- Born: Hans Ulrich Steger 21 March 1923 Zürich, Switzerland
- Died: 18 June 2016 (aged 93) Maschwanden, Canton Zürich, Switzerland
- Education: ZHdK
- Occupations: caricaturist children's book author
- Spouse: Margrit Teuscher
- Parent(s): Adolf P. Steger Erna Elisabeth Kosak

= Hans Ulrich Steger =

Swiss caricaturist (1923–2016)

Hans Ulrich Steger (generally known as H. U. Steger: 21 March 1923 - 18 June 2016) was a Swiss caricaturist, children's author and artist.

== Life ==
=== Provenance and early years ===
H. U. Steger was born in Zürich and grew up in nearby Küsnacht. Adolf P. Steger, his father, was an architect. He trained between 1939 and 1943 at the Zurich University of the Arts ("Zürcher Hochschule der Künste"), focusing on graphic art.

The Swiss economy was badly affected by the bitterly destructive war being fought out in the surrounding countries: Steger's attempts to find work designing type faces or posters, or in other branches of commercial graphic art, were unsuccessful. At nights he reverted to his schoolboy habit of sketching portraits of the international political heroes and villains of the day, such as Mussolini, Stalin and Haile Selassie. Thinking this could become a source of income, he sent an illustration to the anti-fascist journalist-editor and caricaturist Carl Böckli. Later in 1943 his first published cartoons appeared in the satirical Zürich weekly magazine (since 1996 monthly), Nebelspalter. 1943 was also the year in which he entered cadet school, which was followed by (mandatory) military service.

=== Career ===
Between 1945 and 1961 Steger worked for the mass-market weekly political magazine, Weltwoche. Many of his cartoons were used for the front cover. He married Margrit Teuscher in 1959. He taught from 1960 till 1981 at the "Zürcher Hochschule der Künste", initially on fashion, and later on teaching skills. Between 1963 and 1968 he was also teaching at the [[Lucerne University of Applied Sciences and Arts|Lucerne [Arts] Academy ("Hochschule Luzern")]].

From 1961 till 1967 he worked as caricaturist with Zürcher Woche, a politically authoritative Sunday newspaper for the German-speaking cantons. Then, between 1967 and 1997, he worked for the mass-market Tages-Anzeiger (TA). Initially his TA contributions were restricted to international politics, but he later broadened his scope to take in domestic issues as well. Between 1972 and 1987 he was also again contributing regularly to Nebelspalter.

As a caricaturist Steger is widely seen as the master of the blunt direct statement, but his work was not restricted to drawing caricatures. He also undertook work as a painter, a graphic artist, a toy designer, a children's book author and an exhibition organiser. He was, in addition, something of an amateur folklorist.

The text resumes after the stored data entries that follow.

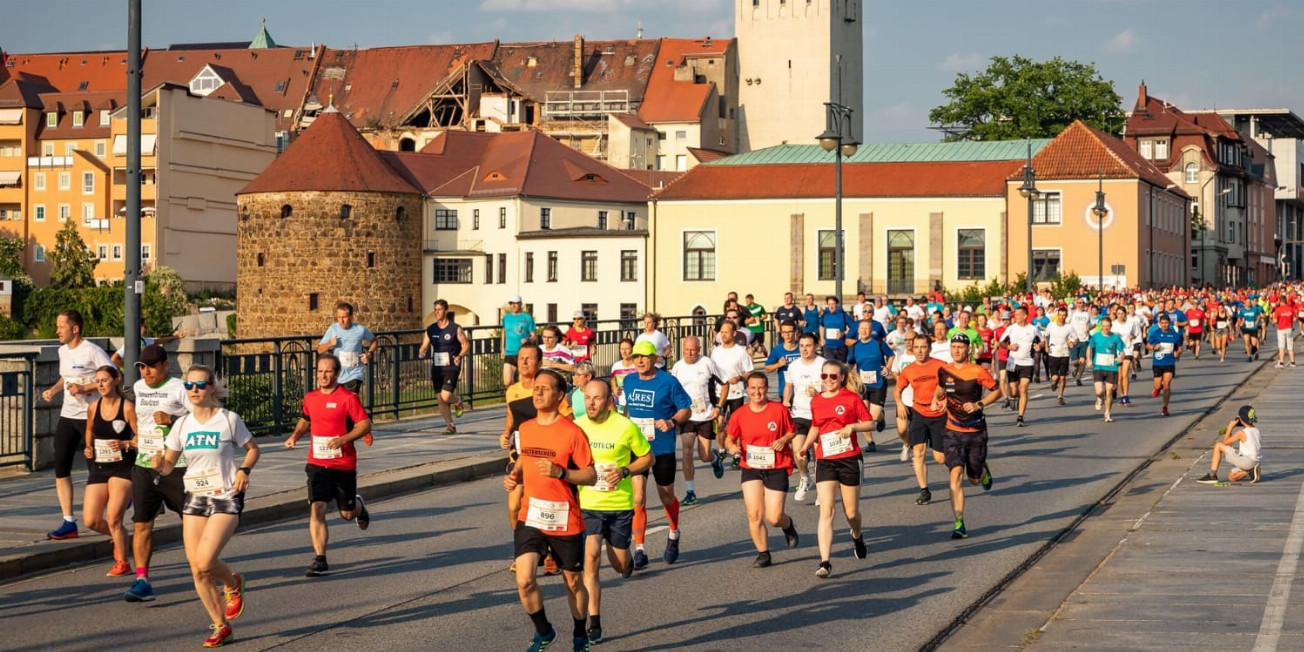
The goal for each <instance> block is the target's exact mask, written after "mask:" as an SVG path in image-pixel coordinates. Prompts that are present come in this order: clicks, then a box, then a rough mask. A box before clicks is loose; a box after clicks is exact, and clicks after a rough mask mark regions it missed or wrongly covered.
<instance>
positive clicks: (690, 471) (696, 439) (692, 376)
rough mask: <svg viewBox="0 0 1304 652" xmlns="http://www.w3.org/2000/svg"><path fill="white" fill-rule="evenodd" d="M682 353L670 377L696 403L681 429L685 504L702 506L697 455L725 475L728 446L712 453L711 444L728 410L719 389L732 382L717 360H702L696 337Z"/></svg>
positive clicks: (682, 341)
mask: <svg viewBox="0 0 1304 652" xmlns="http://www.w3.org/2000/svg"><path fill="white" fill-rule="evenodd" d="M735 348H737V347H735ZM679 351H681V352H683V359H681V360H679V361H677V363H674V366H672V368H670V376H674V378H675V379H677V381H679V385H682V386H683V391H686V393H687V394H689V399H690V400H691V402H692V407H691V409H692V415H691V416H690V417H689V422H686V424H683V426H682V428H679V439H681V441H682V443H683V484H685V485H686V486H685V494H683V505H685V506H687V505H696V503H698V492H696V488H695V486H694V484H692V482H694V479H695V477H696V468H694V467H695V464H694V463H692V458H694V456H696V458H698V459H700V460H702V462H709V463H711V471H712V472H713V473H715V475H716V477H724V476H725V464H724V450H722V449H724V446H719V443H717V447H716V450H711V443H712V442H713V441H716V439H717V437H716V420H717V419H719V417H720V413H721V411H722V409H724V404H725V403H724V399H725V398H728V393H722V391H719V390H717V386H724V385H726V382H728V381H726V377H725V374H724V372H721V370H720V366H717V365H716V363H715V360H712V359H709V357H702V340H699V339H698V338H696V336H694V335H689V336H687V338H683V340H682V342H681V343H679ZM775 351H778V347H775ZM639 471H643V469H639Z"/></svg>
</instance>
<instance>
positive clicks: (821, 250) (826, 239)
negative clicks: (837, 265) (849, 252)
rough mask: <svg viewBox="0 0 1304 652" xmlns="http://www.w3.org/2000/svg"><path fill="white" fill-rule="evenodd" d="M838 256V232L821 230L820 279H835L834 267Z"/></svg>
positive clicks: (819, 277) (820, 237) (820, 236)
mask: <svg viewBox="0 0 1304 652" xmlns="http://www.w3.org/2000/svg"><path fill="white" fill-rule="evenodd" d="M836 257H837V232H836V231H820V232H819V279H820V280H833V267H835V263H836Z"/></svg>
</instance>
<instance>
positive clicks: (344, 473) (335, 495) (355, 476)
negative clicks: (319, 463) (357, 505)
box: [304, 464, 357, 511]
mask: <svg viewBox="0 0 1304 652" xmlns="http://www.w3.org/2000/svg"><path fill="white" fill-rule="evenodd" d="M304 472H305V473H308V502H310V503H313V502H326V503H329V502H331V501H335V505H338V506H339V509H340V511H353V510H355V509H356V507H357V502H356V501H355V498H356V497H357V471H344V469H339V468H327V467H319V466H317V464H304Z"/></svg>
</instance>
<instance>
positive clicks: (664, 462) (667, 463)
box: [639, 452, 675, 486]
mask: <svg viewBox="0 0 1304 652" xmlns="http://www.w3.org/2000/svg"><path fill="white" fill-rule="evenodd" d="M674 467H675V463H674V454H673V452H666V454H664V455H657V456H655V458H652V480H655V481H656V485H657V486H670V485H673V484H674ZM639 475H640V476H643V477H647V476H648V472H647V471H643V472H640V473H639Z"/></svg>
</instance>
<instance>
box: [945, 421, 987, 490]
mask: <svg viewBox="0 0 1304 652" xmlns="http://www.w3.org/2000/svg"><path fill="white" fill-rule="evenodd" d="M943 454H945V456H947V468H956V467H964V469H965V475H966V476H969V477H973V479H978V477H982V475H983V466H985V464H986V463H987V429H986V428H983V429H982V430H978V432H973V433H962V432H958V430H952V429H949V428H947V434H945V437H944V438H943Z"/></svg>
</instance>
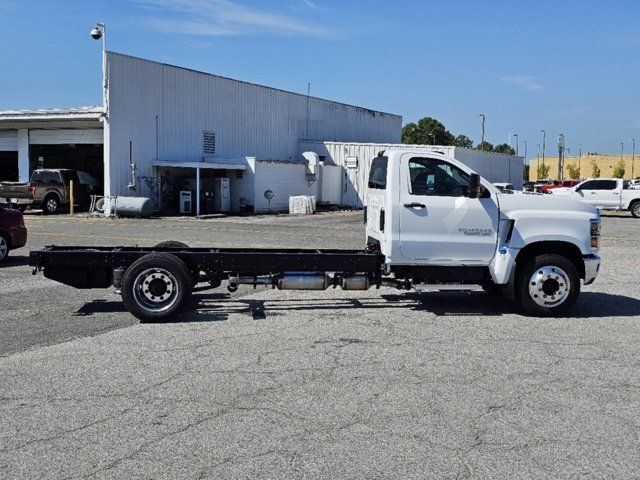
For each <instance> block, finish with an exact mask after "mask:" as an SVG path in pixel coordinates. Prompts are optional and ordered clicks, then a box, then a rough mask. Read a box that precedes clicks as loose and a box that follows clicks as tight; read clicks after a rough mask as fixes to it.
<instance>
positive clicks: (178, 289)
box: [122, 253, 192, 322]
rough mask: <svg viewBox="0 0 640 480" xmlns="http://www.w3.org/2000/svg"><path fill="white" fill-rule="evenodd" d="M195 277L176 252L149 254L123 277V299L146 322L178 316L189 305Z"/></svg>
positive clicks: (139, 259) (139, 261) (139, 260)
mask: <svg viewBox="0 0 640 480" xmlns="http://www.w3.org/2000/svg"><path fill="white" fill-rule="evenodd" d="M191 289H192V279H191V273H190V272H189V269H188V268H187V266H186V265H185V264H184V262H183V261H182V260H180V259H179V258H178V257H176V256H175V255H171V254H168V253H150V254H148V255H145V256H144V257H142V258H139V259H138V260H136V261H135V262H134V263H133V264H132V265H131V266H130V267H129V268H127V270H126V271H125V272H124V276H123V277H122V302H123V303H124V305H125V307H126V308H127V310H128V311H129V312H130V313H131V314H132V315H133V316H135V317H136V318H138V319H140V320H141V321H143V322H163V321H170V320H173V319H175V318H176V317H177V316H178V315H179V314H180V313H182V311H183V310H184V308H185V307H186V306H187V305H188V304H189V300H190V298H191Z"/></svg>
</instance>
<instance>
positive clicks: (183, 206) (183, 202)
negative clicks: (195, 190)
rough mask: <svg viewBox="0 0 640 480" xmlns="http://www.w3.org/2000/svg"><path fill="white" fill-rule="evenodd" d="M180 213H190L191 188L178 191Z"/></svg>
mask: <svg viewBox="0 0 640 480" xmlns="http://www.w3.org/2000/svg"><path fill="white" fill-rule="evenodd" d="M180 213H181V214H183V215H190V214H191V190H182V191H180Z"/></svg>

Steger began handing over his "literary legacy" to the archive for contemporary history ("Archiv für Zeitgeschichte") at the National Institute of Technology ("Eidgenössische Technische Hochschule Zürich" / ETH) in 2002. Fourteen years, and several substantial deliveries later, the archivists at the ETH were looking after a substantial collection of his illustrations. Steger often used press photographs of politicians as templates for his caricatures, and these have been integrated in the archived collection.

Hans Ulrich Steger-Teuscher died on 20 June 2016 at Maschwanden, in the hills between Zürich and Luzern. By this time he had become not merely a grandfather, but a great grandfather. His funeral announcement included the request from his family that those minded to send flowers should instead send money to Médecins Sans Frontières.

== Caricatures ==
Steger's caricatures often take inspiration from literature (in particular from fairy tales and nursery rhymes) and art (well-known paintings, sculptures and films). He has donated approximately 1,800 original caricatures to the archive for contemporary history ("Archiv für Zeitgeschichte") at the National Institute of Technology ("Eidgenössische Technische Hochschule Zürich" / ETH). These date from the period between the end of the Second World War and the end of the twentieth century. They principally concern international and Swiss politics.

== Children's books ==
Steger's two most successful children's books were "Reise nach Tripiti" ("Journey to Tripiti" 1967) and "Wenn Kubaki kommt" ("If Kubaki comes" 1976). They highlight his passion for small details and foreign travel. "Reise nach Tripiti" has been translated into various languages including English, Afrikaans, Danish, Swedish, Dutch and Japanese.